If only we would face this eternal truth and start living in obedience to it, our world would start healing and being repaired.
I like the explanation Taylor Sheridan uses ( the character probably mis-uses) for its practicality and defining the problem in terms that allow a more precise dissection. The head of the Dutton family talks about when populations reach a certain size, problems in governance happens, It’s relatively small, around 500, but after that point, that is when humanities’ horrific excesses start. OK, fiction even if there is a study, just from an inability to model something scientific, but it asks the right question, Is it leaders with a bunch of sheep following them that is the problem or is it all people in general? Something about human nature or a product of individuals?

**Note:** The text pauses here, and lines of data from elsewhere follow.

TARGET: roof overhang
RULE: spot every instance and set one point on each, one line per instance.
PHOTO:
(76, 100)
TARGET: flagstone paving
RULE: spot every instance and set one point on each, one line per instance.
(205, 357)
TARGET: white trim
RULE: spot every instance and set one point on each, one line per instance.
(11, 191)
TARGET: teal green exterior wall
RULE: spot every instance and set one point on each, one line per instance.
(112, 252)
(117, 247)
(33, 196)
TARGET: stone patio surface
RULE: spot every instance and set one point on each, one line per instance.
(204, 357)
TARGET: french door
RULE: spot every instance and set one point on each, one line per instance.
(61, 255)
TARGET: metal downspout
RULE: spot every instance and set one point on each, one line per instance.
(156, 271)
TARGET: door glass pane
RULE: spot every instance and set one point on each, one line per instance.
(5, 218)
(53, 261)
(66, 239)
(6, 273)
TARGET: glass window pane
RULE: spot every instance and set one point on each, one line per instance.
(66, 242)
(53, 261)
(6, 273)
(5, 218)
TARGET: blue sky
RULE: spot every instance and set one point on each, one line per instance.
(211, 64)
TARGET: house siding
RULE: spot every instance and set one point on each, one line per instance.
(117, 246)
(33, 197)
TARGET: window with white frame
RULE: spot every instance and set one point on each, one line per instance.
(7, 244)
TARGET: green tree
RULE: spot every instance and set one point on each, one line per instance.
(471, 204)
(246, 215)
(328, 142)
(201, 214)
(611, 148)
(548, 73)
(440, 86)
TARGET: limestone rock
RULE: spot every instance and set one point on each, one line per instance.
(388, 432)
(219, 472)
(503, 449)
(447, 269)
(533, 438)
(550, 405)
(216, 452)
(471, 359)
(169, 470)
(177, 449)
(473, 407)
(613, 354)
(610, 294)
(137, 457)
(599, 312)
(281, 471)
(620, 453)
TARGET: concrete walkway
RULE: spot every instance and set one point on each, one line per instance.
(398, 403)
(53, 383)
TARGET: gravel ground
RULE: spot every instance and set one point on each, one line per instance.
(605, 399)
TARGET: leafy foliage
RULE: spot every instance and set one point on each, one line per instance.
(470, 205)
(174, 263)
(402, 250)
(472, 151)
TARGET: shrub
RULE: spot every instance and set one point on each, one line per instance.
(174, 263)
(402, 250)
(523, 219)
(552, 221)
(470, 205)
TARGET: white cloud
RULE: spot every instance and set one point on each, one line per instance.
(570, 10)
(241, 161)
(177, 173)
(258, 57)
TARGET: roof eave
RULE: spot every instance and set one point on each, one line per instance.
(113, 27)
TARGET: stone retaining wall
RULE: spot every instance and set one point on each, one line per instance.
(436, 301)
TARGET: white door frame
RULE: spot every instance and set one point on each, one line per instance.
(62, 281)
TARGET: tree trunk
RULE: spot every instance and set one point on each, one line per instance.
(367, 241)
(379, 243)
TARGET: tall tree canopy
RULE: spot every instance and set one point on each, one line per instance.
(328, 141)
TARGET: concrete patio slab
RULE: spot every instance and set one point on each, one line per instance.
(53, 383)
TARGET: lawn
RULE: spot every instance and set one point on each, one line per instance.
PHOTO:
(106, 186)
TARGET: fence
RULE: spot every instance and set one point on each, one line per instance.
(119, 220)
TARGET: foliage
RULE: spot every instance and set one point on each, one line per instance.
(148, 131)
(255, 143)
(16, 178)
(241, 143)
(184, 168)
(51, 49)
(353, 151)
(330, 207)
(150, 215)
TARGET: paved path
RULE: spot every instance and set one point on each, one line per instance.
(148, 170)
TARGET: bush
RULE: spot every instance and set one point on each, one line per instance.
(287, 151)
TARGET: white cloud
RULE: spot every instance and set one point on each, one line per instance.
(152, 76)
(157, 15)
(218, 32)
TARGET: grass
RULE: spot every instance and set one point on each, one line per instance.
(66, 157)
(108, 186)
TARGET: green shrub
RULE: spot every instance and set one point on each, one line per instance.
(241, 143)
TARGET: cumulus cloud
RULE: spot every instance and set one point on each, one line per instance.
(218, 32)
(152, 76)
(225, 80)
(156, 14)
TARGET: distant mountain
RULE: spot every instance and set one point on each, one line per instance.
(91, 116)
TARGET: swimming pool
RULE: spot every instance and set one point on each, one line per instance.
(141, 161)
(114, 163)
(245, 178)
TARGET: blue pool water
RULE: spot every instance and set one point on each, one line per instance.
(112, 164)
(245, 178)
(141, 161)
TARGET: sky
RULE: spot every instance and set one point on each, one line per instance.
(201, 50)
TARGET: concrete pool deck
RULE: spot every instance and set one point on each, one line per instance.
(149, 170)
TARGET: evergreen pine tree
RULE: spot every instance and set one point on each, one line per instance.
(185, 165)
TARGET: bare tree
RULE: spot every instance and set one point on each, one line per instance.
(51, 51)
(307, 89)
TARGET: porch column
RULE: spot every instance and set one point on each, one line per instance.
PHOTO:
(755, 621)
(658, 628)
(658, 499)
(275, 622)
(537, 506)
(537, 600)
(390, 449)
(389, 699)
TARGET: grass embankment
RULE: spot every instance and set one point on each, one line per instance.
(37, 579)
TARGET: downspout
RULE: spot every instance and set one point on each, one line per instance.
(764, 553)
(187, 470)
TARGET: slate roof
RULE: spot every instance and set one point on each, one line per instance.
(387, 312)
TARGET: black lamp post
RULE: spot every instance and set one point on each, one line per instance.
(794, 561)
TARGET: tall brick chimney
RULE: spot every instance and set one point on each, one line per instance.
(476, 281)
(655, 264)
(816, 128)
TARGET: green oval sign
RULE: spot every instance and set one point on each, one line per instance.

Whenever there are power pigs, people who are OCD about ruling others and can’t live without power, there are always horrific excesses.
When belonging becomes more important than the truth, only a few will rise up carrying that banner. The rest will seek solace at the expense of those becoming the target.
Bernard Lewis on the Armenian “Genocide”..https://www.youtube.com/watch?v=qG70UWESfu4
There were others who witnessed the Armenian Genocide – see genocide1915.org/ogonvittnen_missionar.html though I realise that there is a limit to how many can be documented in a single article. And it would have been worse – Demos Shakarian’s book “The Happiest People On Earth”, describes how a prophet warned many Armenians, with the result that they emigrated to the US between 1900-1915.
The Anatolian Genocide is even less well-known than its Armenian counterpart hellenicresearchcenter.org/wp-content/uploads/2016/04/Final-PP-2.pdf
The Armenian historian Vahakn Dadrian found Turkish archival sources showing that when Turkey was allied with Imperial Germany in World War I, the Germans also played a role in the genocide. If I remember correctly, some of his research was published in the academic journal Holocaust and Genocide Studies.
I left a reply and it was cancelled by Front Page. 2nd or 3rd time. Don’t know why? Nothing
in it was offensive-in fact I was very complimentary to the author
After witnessing the Armenian genocide, Sarah Aaronsohn created the NILI spy ring to assist the British in defeating Turkey. She was eventually caught by the Turks, tortured for three days and killed herself rather than reveal any information.